2 Comments to “Schrödinger’s Cat Achieved Nirvana”

  1. Andy says:

    Eastern thought and modern physics gel only in their scorn for notions of “truth” and a seeming apathy towards a need for actual proof.

    Western thought and even Christianity gave rise to modern scientific methodology. Easterners’ unbelief in linear time is antithetical to the very nature of experimentation. When one’s calendar is based on the repetition of seasons for planting and harvesting, there is no need to figure out the whys or hows. Indeed much of the belief of a creed such as Confucionism is based on intuition rather than experimentation or even observation. There are x bones in the body because there are x days in the year, neither of which was correct or questioned. In addition, the animism of many eastern religions discouraged (es) experimentation or dissection as blasphemous.

    But a belief in linear time and a desire to find their place in the Universe led many Christian scientists to explore the world and find its design.
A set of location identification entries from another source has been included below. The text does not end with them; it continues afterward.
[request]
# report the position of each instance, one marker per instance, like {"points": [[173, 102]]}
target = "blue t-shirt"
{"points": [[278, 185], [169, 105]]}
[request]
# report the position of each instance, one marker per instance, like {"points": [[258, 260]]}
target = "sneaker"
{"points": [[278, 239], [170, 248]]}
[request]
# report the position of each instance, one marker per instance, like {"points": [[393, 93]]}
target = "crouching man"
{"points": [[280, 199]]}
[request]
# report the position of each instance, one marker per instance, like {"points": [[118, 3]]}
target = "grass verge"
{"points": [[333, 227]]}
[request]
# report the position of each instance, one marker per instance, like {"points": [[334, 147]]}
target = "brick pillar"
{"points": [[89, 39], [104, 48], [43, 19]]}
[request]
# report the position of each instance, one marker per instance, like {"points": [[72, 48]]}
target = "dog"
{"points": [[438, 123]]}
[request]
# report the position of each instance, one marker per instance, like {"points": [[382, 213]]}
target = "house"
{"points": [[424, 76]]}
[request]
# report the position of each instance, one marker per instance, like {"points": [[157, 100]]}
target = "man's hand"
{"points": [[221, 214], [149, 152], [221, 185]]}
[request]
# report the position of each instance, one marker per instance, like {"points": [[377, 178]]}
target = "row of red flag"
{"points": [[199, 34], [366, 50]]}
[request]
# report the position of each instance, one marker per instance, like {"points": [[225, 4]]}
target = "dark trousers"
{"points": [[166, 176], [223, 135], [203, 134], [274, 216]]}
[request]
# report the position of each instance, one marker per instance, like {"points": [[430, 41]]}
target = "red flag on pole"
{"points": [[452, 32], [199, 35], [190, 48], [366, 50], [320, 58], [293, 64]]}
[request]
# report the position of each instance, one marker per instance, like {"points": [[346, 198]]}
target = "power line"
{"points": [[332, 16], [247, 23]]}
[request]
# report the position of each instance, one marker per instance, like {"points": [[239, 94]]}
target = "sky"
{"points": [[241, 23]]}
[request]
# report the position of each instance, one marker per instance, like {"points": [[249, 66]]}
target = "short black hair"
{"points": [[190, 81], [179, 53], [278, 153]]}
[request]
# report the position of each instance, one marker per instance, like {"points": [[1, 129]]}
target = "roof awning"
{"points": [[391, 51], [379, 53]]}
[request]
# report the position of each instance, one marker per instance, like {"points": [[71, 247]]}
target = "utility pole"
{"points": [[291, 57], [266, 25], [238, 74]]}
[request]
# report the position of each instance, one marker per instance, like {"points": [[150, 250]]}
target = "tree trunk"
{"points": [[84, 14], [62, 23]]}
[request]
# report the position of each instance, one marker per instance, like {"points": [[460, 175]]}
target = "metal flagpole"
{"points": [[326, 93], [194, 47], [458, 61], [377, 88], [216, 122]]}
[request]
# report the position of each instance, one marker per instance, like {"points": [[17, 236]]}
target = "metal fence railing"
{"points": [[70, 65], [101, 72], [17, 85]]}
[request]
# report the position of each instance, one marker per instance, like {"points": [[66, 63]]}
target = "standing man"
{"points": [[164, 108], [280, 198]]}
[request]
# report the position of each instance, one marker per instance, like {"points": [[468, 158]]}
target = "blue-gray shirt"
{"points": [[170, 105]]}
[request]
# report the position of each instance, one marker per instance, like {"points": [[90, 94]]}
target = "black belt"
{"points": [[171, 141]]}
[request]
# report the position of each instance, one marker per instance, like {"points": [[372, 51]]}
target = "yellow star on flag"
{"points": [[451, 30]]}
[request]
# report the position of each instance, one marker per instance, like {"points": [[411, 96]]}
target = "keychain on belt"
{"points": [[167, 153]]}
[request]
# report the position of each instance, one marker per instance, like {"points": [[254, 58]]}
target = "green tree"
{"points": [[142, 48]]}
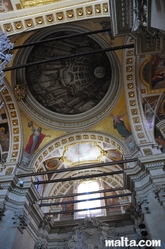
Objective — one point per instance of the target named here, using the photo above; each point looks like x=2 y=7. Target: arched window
x=86 y=187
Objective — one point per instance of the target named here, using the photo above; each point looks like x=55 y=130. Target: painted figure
x=119 y=125
x=35 y=139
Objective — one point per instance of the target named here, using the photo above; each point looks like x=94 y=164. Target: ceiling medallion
x=20 y=91
x=69 y=94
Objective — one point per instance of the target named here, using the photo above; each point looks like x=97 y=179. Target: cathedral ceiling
x=94 y=108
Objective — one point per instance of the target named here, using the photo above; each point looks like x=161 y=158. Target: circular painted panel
x=72 y=83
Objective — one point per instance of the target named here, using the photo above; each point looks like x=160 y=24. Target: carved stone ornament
x=2 y=210
x=90 y=234
x=20 y=220
x=5 y=57
x=140 y=15
x=142 y=205
x=159 y=191
x=20 y=91
x=40 y=245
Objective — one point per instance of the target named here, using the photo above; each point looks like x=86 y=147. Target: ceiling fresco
x=73 y=92
x=68 y=86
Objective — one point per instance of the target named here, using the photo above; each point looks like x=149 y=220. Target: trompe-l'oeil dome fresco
x=71 y=81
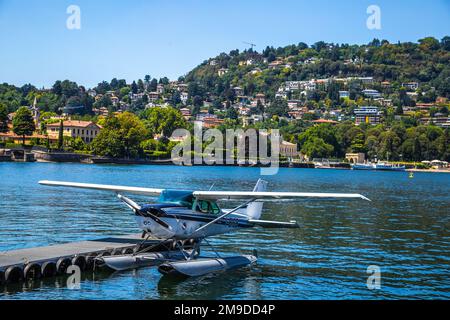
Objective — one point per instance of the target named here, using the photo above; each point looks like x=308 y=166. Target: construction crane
x=251 y=44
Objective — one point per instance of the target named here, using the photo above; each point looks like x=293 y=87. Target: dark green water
x=405 y=231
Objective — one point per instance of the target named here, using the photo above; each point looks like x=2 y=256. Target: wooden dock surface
x=23 y=257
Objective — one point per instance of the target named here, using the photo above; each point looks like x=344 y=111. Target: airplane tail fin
x=254 y=209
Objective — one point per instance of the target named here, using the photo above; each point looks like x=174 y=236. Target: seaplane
x=184 y=219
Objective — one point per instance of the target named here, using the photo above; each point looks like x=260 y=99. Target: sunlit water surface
x=405 y=231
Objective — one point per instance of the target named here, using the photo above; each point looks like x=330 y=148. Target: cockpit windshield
x=205 y=206
x=180 y=197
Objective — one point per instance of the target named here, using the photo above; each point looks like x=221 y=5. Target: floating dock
x=42 y=262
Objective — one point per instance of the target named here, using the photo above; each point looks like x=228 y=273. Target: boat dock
x=41 y=262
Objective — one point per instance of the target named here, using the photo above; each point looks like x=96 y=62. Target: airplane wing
x=133 y=190
x=262 y=196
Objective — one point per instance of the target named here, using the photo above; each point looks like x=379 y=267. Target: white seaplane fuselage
x=182 y=222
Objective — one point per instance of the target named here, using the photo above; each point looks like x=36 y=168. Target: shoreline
x=170 y=163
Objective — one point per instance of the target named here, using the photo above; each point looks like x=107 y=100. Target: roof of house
x=74 y=123
x=324 y=121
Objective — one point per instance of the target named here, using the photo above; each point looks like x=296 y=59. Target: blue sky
x=130 y=38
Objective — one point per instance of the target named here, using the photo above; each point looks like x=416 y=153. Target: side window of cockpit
x=215 y=208
x=203 y=206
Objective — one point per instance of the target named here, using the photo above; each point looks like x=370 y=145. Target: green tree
x=23 y=123
x=61 y=135
x=121 y=136
x=3 y=118
x=163 y=120
x=317 y=148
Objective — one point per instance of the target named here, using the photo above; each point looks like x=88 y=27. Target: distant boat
x=363 y=166
x=389 y=167
x=383 y=166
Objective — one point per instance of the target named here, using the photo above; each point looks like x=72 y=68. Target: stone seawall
x=61 y=157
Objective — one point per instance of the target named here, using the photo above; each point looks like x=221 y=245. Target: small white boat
x=389 y=167
x=363 y=166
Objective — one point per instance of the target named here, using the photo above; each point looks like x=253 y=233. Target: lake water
x=405 y=231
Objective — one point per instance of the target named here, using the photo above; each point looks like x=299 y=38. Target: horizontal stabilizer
x=274 y=224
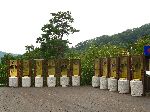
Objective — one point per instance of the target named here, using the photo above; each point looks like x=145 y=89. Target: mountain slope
x=123 y=39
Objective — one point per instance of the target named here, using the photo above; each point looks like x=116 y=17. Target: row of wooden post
x=121 y=67
x=44 y=67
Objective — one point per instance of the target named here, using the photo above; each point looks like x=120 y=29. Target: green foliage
x=52 y=43
x=125 y=39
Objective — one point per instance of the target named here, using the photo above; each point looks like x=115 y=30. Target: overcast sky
x=21 y=20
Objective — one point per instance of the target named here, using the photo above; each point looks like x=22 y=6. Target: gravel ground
x=70 y=99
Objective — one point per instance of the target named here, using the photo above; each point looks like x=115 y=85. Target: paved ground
x=70 y=99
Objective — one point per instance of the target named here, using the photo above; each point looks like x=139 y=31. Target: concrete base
x=95 y=81
x=26 y=81
x=38 y=81
x=64 y=81
x=136 y=88
x=112 y=82
x=103 y=83
x=123 y=86
x=75 y=80
x=109 y=83
x=13 y=81
x=51 y=81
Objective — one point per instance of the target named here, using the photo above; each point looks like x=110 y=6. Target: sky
x=21 y=20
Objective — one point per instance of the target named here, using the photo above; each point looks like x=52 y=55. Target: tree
x=51 y=42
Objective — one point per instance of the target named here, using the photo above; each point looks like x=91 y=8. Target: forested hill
x=2 y=54
x=123 y=39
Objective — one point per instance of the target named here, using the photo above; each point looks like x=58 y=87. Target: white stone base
x=38 y=81
x=123 y=86
x=13 y=81
x=51 y=81
x=26 y=81
x=136 y=88
x=112 y=82
x=103 y=83
x=95 y=81
x=75 y=80
x=64 y=81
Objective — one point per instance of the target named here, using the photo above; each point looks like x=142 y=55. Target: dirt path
x=70 y=99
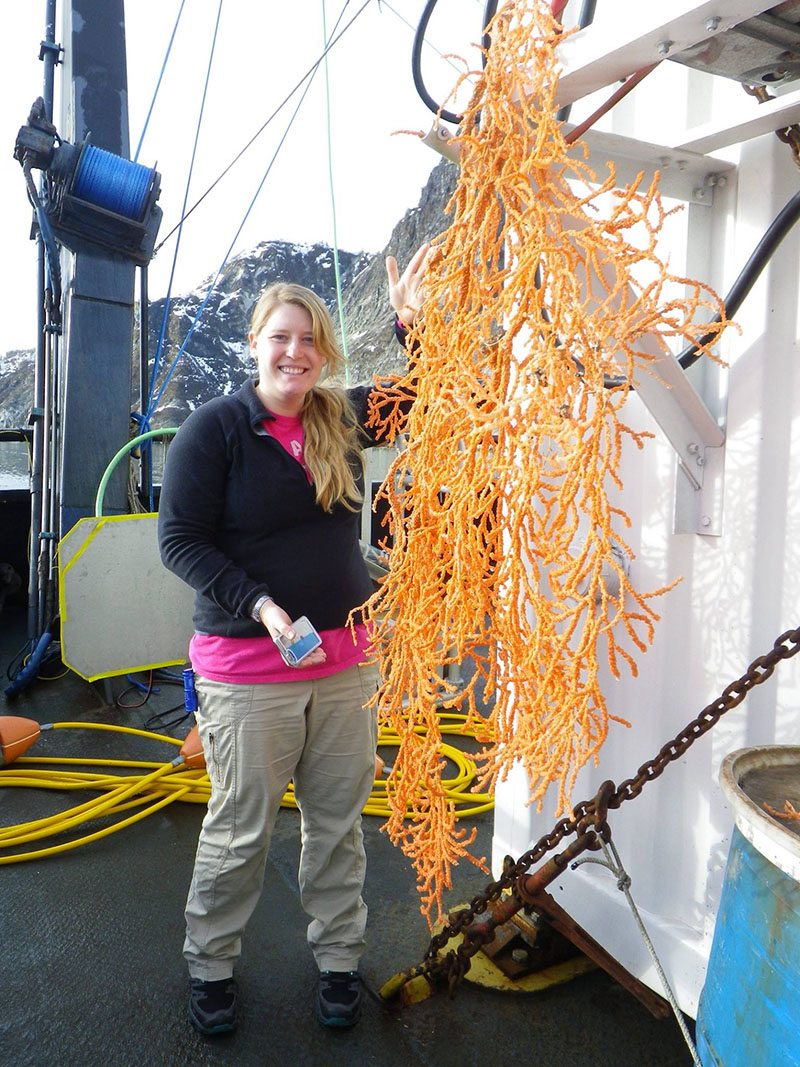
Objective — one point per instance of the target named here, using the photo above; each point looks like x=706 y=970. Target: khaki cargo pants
x=256 y=739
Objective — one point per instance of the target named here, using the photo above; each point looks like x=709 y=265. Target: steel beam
x=99 y=295
x=639 y=34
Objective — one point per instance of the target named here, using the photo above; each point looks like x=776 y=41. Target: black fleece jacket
x=238 y=519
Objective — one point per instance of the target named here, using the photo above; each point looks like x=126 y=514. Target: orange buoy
x=16 y=736
x=192 y=749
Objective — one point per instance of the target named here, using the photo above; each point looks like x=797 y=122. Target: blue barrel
x=749 y=1012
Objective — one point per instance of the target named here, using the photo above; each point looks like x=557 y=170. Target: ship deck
x=91 y=966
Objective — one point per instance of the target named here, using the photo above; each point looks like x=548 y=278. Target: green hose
x=168 y=431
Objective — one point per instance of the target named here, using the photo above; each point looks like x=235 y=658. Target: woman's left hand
x=405 y=289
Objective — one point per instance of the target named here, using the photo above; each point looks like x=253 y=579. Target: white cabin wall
x=738 y=592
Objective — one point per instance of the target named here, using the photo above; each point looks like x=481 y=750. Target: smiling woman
x=284 y=339
x=260 y=513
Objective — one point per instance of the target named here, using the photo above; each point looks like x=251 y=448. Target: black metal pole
x=49 y=54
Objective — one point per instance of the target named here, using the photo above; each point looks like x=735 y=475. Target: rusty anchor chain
x=589 y=822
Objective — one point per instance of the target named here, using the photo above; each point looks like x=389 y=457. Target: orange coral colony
x=531 y=332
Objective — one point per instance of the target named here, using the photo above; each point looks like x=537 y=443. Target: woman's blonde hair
x=330 y=429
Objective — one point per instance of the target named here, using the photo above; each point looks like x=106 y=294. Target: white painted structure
x=740 y=580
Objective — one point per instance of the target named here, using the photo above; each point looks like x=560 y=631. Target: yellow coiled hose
x=149 y=785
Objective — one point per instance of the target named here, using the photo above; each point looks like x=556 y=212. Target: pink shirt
x=254 y=661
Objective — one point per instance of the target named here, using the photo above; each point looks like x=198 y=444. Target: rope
x=193 y=325
x=337 y=272
x=158 y=83
x=112 y=182
x=623 y=884
x=162 y=333
x=309 y=74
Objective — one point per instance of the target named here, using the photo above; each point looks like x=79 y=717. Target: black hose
x=416 y=58
x=762 y=254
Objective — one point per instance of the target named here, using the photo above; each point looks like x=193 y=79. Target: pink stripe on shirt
x=255 y=661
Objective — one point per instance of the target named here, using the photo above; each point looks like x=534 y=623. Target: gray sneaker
x=339 y=998
x=212 y=1005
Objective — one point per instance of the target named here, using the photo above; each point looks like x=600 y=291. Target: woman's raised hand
x=405 y=289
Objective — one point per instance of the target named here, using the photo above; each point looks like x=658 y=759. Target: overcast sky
x=262 y=50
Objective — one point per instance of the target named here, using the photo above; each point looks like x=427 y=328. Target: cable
x=337 y=272
x=158 y=83
x=309 y=73
x=416 y=58
x=761 y=255
x=164 y=319
x=154 y=401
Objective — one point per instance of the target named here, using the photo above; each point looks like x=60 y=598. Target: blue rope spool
x=112 y=182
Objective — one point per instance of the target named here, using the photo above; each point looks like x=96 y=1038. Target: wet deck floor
x=91 y=967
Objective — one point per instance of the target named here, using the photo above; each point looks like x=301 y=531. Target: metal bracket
x=699 y=442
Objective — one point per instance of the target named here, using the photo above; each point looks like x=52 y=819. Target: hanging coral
x=542 y=306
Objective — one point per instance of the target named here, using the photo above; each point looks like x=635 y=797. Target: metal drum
x=749 y=1013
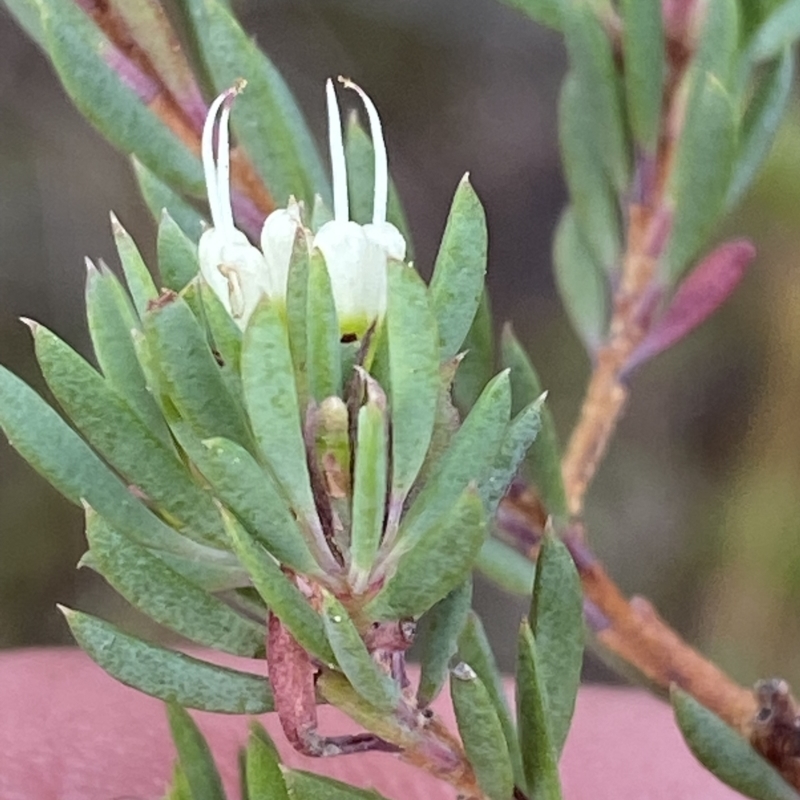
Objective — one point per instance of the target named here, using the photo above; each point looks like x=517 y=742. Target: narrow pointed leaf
x=556 y=619
x=324 y=360
x=779 y=30
x=414 y=373
x=163 y=595
x=477 y=366
x=125 y=442
x=582 y=284
x=475 y=650
x=699 y=295
x=374 y=685
x=470 y=457
x=520 y=434
x=267 y=120
x=481 y=733
x=57 y=453
x=272 y=403
x=701 y=173
x=280 y=594
x=643 y=46
x=543 y=462
x=166 y=674
x=188 y=373
x=177 y=254
x=506 y=567
x=194 y=754
x=595 y=213
x=434 y=563
x=159 y=196
x=592 y=61
x=111 y=320
x=369 y=490
x=252 y=495
x=360 y=157
x=137 y=276
x=725 y=753
x=538 y=755
x=442 y=626
x=263 y=767
x=309 y=786
x=91 y=69
x=457 y=282
x=762 y=119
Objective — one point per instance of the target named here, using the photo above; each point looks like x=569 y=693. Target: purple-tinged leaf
x=706 y=288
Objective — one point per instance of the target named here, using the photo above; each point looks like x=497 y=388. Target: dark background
x=697 y=505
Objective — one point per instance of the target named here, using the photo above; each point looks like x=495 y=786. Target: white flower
x=237 y=271
x=356 y=255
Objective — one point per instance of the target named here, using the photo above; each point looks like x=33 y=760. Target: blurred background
x=697 y=505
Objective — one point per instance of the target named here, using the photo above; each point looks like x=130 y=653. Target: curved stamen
x=209 y=163
x=381 y=194
x=341 y=203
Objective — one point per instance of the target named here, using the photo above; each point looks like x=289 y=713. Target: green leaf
x=163 y=595
x=160 y=197
x=545 y=12
x=543 y=462
x=442 y=626
x=194 y=754
x=761 y=121
x=779 y=30
x=556 y=619
x=125 y=442
x=28 y=14
x=177 y=254
x=592 y=61
x=323 y=353
x=700 y=176
x=272 y=403
x=456 y=285
x=481 y=733
x=137 y=276
x=83 y=59
x=538 y=755
x=369 y=490
x=643 y=48
x=477 y=367
x=581 y=282
x=718 y=41
x=280 y=593
x=725 y=753
x=309 y=786
x=475 y=650
x=188 y=373
x=520 y=433
x=429 y=566
x=595 y=209
x=469 y=458
x=414 y=374
x=296 y=311
x=111 y=320
x=252 y=494
x=263 y=767
x=353 y=658
x=57 y=453
x=506 y=567
x=360 y=157
x=267 y=120
x=168 y=675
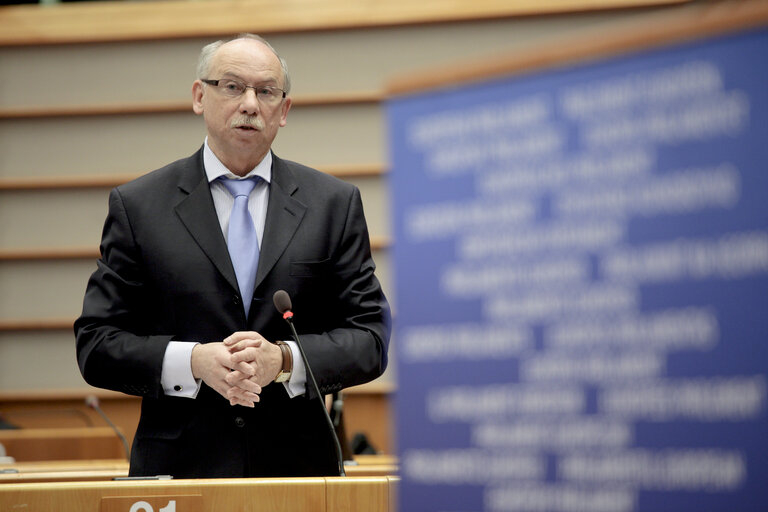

Newton and many of the early astronomers were Christians; that their findings were sometimes against contemporary church teachings or were suppressed does not change their own beliefs. Even Einstein himself often spoke, perhaps metaphorically, of a Guiding Hand.

  2. Ben says:

    I’m not sure Christian or not Christian factors into it. Western thought produced what we would think of as the modern scientific method, but eastern (far east and middle east) were more advanced far earlier: combustion, algebra, medicine, etc. I would argue also that time may very well not be linear in the way that we perceive it.

    To play Devil’s advocate, I would also call into question the insinuation that eastern thought and physics scorn “truth” and “proof.” Eastern thought, maybe, but while theoretical physics may have trouble producing tangible results, it is no less devoted to measurable and decisive data. Certainly Christianity by its very definition is no better in that regard.